Britain’s media watchdog says there is no evidence that a tabloid owned by media mogul Rupert Murdoch hacked illegally into the phones of hundreds of celebrities and politicians, a report released yesterday said.
The Press Complaints Commission dismissed allegations by the Guardian newspaper that reporters at Murdoch’s News of the World tabloid frequently hacked into the voice mail of celebrities and politicians and tried to suppress evidence of the hacking.
News of the World royal editor, Clive Goodman, was jailed in January 2007 for hacking into the phones of palace officials, and his accomplice, private investigator Glenn Mulcaire, was also jailed for hacking into the messages, including some from Princes William and Harry.
The Guardian claimed in July that the practice was widespread at the newspaper at the time. It reported that the News of the World — the country’s most popular Sunday paper — paid private investigators to obtain voice mail messages, private phone numbers, bank statements and other information about as many as 3,000 public figures.
The Press Complaints Commission (PCC), an independent body that deals with complaints about the press, said it had looked into whether there is any evidence that phone message hacking had continued since 2007, and whether it was misled by the News Of the World during its investigation into the Goodman case.

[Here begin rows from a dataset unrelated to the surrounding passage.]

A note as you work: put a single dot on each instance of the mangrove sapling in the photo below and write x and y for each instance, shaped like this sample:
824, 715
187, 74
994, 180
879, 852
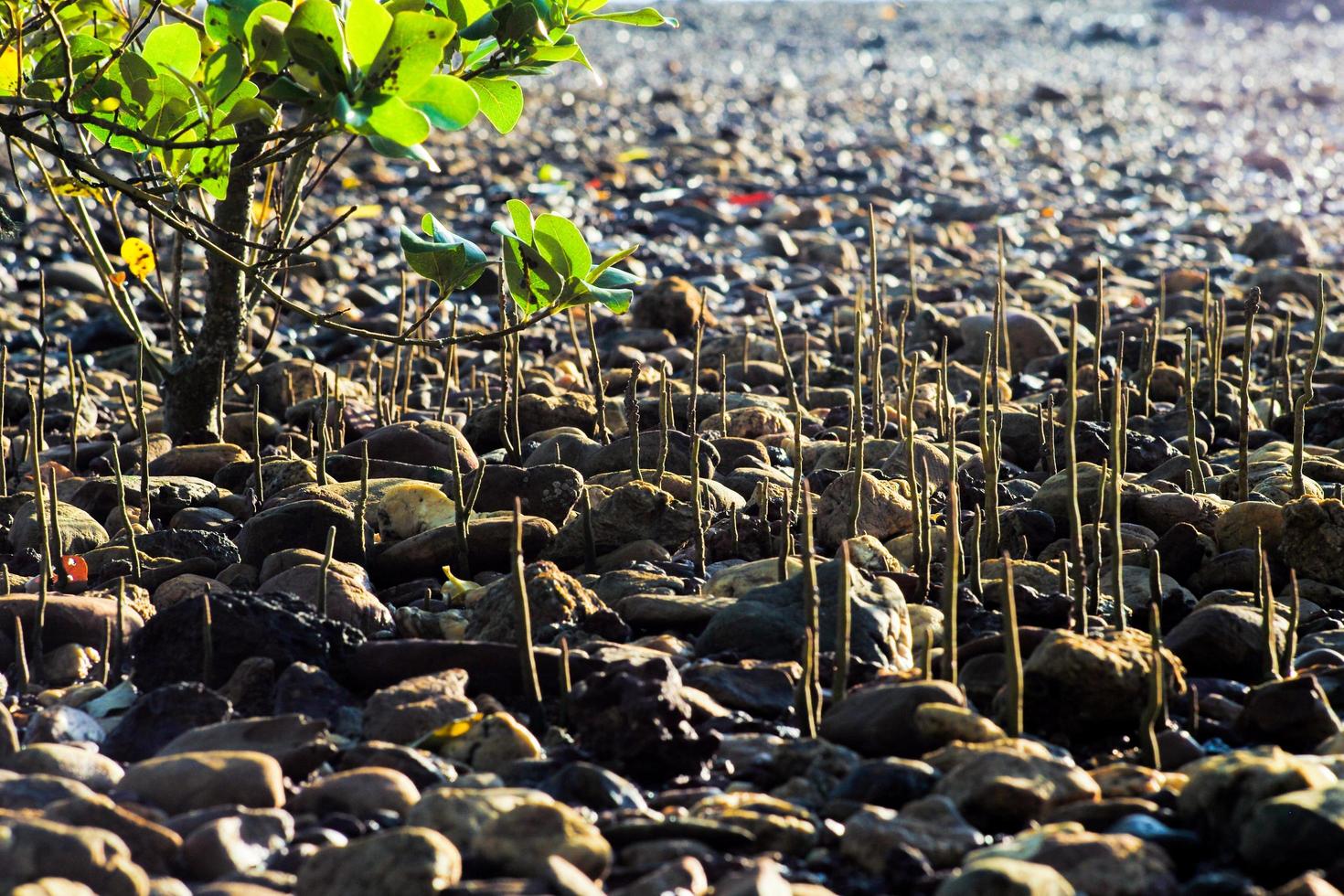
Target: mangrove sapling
527, 658
1243, 430
208, 640
809, 687
1197, 473
1308, 392
840, 680
122, 506
1295, 613
1012, 656
1155, 710
325, 571
1075, 520
952, 564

“The PCC has seen no new evidence to suggest that the practice of phone message tapping was undertaken by others beyond Goodman and Mulcaire, or evidence that News of the World executives knew about Goodman and Mulcaire’s activities,” it said in its report.
It added that it has “no evidence that the practice of phone message tapping is ongoing.”
London police and British prosecutors have already said they have no plans to investigate the Guardian’s allegations.
The Guardian said the Press Complaints Commission had not investigated the case thoroughly.
“This complacent report shows that the PCC does not have the ability, the budget or the procedures to conduct its own investigations,” the Guardian said in a statement. “Doubtless because of its restricted powers, the PCC has, unlike Nick Davies [the Guardian reporter who made researched the story], not spoken to a single person involved in the widespread past practice of phone hacking, limiting its own original inquiries to an exchange of letters with someone who was not even at the News of the World at the time of the hacking.”
News International, which owns News Group Newspapers, including the News of the World, declined to comment on the report. The company has in the past said that the Goodman cases were the only incidents of phone hacking.